Maybe Tanenbaum was right from the start.

How did you get to such stupid conclusions?

Would have paid to watch the video. Yes this sounds kind of microkernel like but there is a key different.

As you said Microkernel isolating memory areas used by kernel sub systems this is right and does not match what being done here.

The address space isolation is talking about isolating memory on a per process or group of process level. This will also extend up to kernel sub systems. So if X application is not allowed to access X memory. When X application does a kernel syscall/subsystem call and when the kernel is processing that request X memory is still not accessible. Also application can declare memory that is only accessible to X application userspace mode so when syscall that memory is hidden as well. This is a different behaviour to Tanenbaum Microkernel.

pabloski Tanenbaun has a functional example of what he calls a microkernel its Minix it does not have this feature either. This is a new idea.

This gives item like ZFS on Linux another headache running a file system cache not align with Linux kernel memory management will in time come a feature of adding security flaws.

Don't worry.

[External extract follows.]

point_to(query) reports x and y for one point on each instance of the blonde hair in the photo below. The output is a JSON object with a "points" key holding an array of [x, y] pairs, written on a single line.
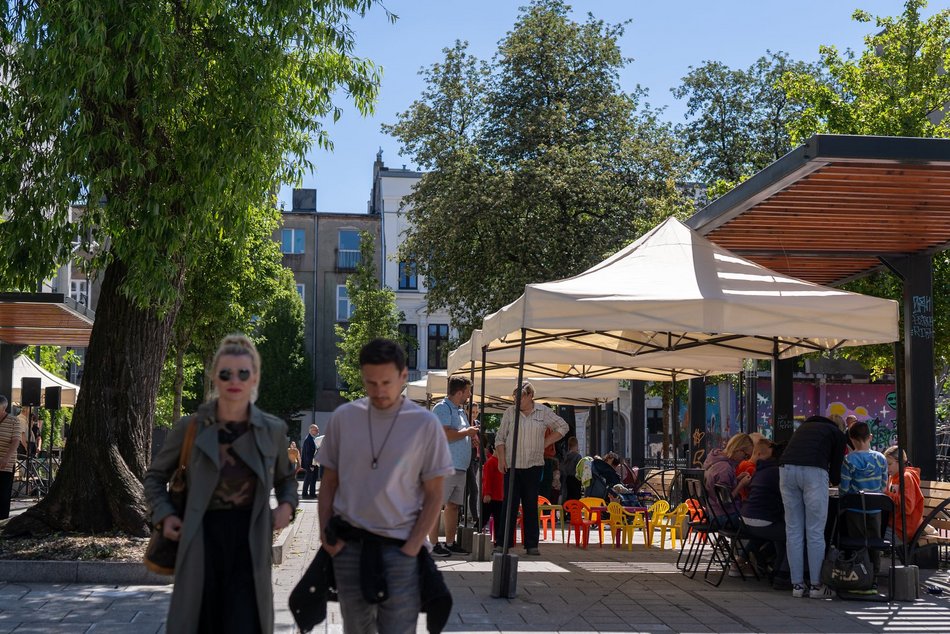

It's just a filesystem.

what does this have to do with anything else in the thread and the article?

Ok genius, then explain to us what is this "address space isolation" thing about.

User processes or kernel processes? I admit I don't know what they are doing in detail. Are they trying to start a process for each "group of kernel functionalities". Something like "the DRM subsystem runs in this process, the memory manager in that process, etc..."?

I see. A sort of virtualization of the kernel address space, so applications can be jailed and forced to access ONLY pre-approved kernel memory areas. I wonder how this thing can be implemented. CPUs don't have this sort of granular control over virtual memory. Kernel enforced? Better then the current state of affairs, but vulnerable to vulnerabilities in the code that enforces this "software virtual memory" kind of thing.

If I understand correctly, a userspace application declares what memory regions it is interested it when it starts. Then the kernel enforces this "promise".

This thins is a big change in memory management. There will be every sort of problems for drivers, filesystems, and so on. But I think this must be done, because there is no other way to protect the kernel from the recent CPUs vulnerabilities. The hardware guys have made a mess.

This is a horrible all of the above if you had watched the video. This is a major rework.

CPU do have this level of granular control with page tables just not something operating systems have taken major advantage of. It starts Kernel page-table isolation idea then developers went hang on CPU don't have a limit on how many page table sets you create. If we just create a few more we can do a little more isolation than we currently do.

Not quite process private memory can be requested at any time in the applications run-time. So application request private memory its only listed in the page table that is displayed when the application is running not listed in the page table the kernel when in syscall will be using to access the application. This can be done in time for in kernel processes as well.

Declared at start will be like isolated Sl*b and page cache.

This level of granular control no micro-kernel I know of attempted to go after.

Are you blind or something? Oiaohm already explained.